The various environmental and biological factors that contribute to overweight and obesity in the general population, other than the insulin regimen, could partly explain the evolution of the prevalence of overweight and obesity in diabetic children and adolescents during the period studied [8, 28]. The global rise in childhood overweight and obesity observed in the last forty years has shown a tendency to stabilize in recent studies [3]. The pediatric population in our healthcare area, which was the source of the sample studied, has shown a similar evolution [2] with very high figures for overweight and obesity. Nonetheless, as other authors have reported [10], the incidence of DM1 does not show a linear relationship with excess body mass, and during the period studied, the incidence of DM1 in children and adolescents continued to increase steadily in Europe [4], North America [29, 30], and Spain [5]. As other authors have observed in the adult population with DM1 [31], our findings reveal an increase in the prevalence of overweight and obesity in diabetic children and adolescents, with stabilization in the last ten years, similar to that seen in the population from which the sample was drawn [2, 32], as shown in Fig. 5. The relationship between the distribution of overweight and obesity in diabetic children and adolescents and the childhood obesity epidemic has also been suggested by other authors [28]. Factors such as genetic predisposition [33], an obesogenic environment [24], and the microbiome [8], which promote obesity and increased insulin resistance in the general population, would also affect diabetic children and adolescents.

Fig. 5

Percentage (error bars show 95% CI) of overweight and obesity in the children and adolescents with type 1 diabetes studied and prevalence of overweight and obesity (%) in children and adolescents in the source population (2)

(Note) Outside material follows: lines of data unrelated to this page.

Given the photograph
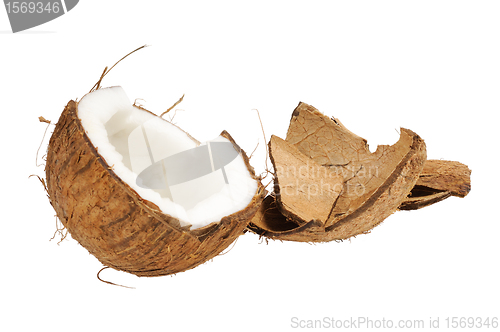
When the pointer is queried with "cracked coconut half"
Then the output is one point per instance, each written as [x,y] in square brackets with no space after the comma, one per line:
[140,194]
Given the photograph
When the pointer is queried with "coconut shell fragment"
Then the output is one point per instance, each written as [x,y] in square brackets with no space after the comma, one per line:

Although the rate of obesity and overweight in diabetic children and adolescents has stabilized in our healthcare area, the figures are still very high, contributing to an increased risk of hypertension, dyslipidemia, and early cardiovascular disease in this susceptible population [30]. The effect of overweight and obesity on the metabolic syndrome in diabetic patients has been studied in children [13, 30] and especially in adults [11, 31], in whom obesity has been associated with an increased risk of hospitalization [34]. These findings underscore the importance of early diagnosis and treatment of excess weight and its metabolic consequences in this at-risk group. Diabetes management encouraging healthy eating and exercise is key to preventing obesity, overweight, and cardiovascular disease.

Limitations

This study has several limitations, including its retrospective design and that it was undertaken at a single center serving a single health department, and therefore the number of patients was small. Other limitations were the lack of data on the pubertal status of the patients and the lack of waist circumference to estimate the metabolic syndrome with the criteria currently used. As strengths, this study covers the evolution of three groups of children with DM1 (n = 136) over the last 30 years in a health area for which we have data on overweight and obesity in the source population. The criteria used to define these groups were homogeneous and based on international standards.

Conclusions

The number of overweight and obese diabetic children and adolescents has stabilized in the last decade but continues to be very high. In each group, the prevalence mirrored that observed in the source population. If, as our study suggests, the increased prevalence of overweight and obesity in some diabetic patients could simply reflect an increase in obesity in the general population, continued identification of the emerging factors behind the obesity epidemic in the general and diabetic populations will be needed in order to implement health policies that promote healthy eating and reduce sedentary lifestyles. The relationship between overweight and obesity in diabetic children with age at diagnosis, accelerated onset, intensive therapy, duration of diabetes, and its long-term effects requires further investigation.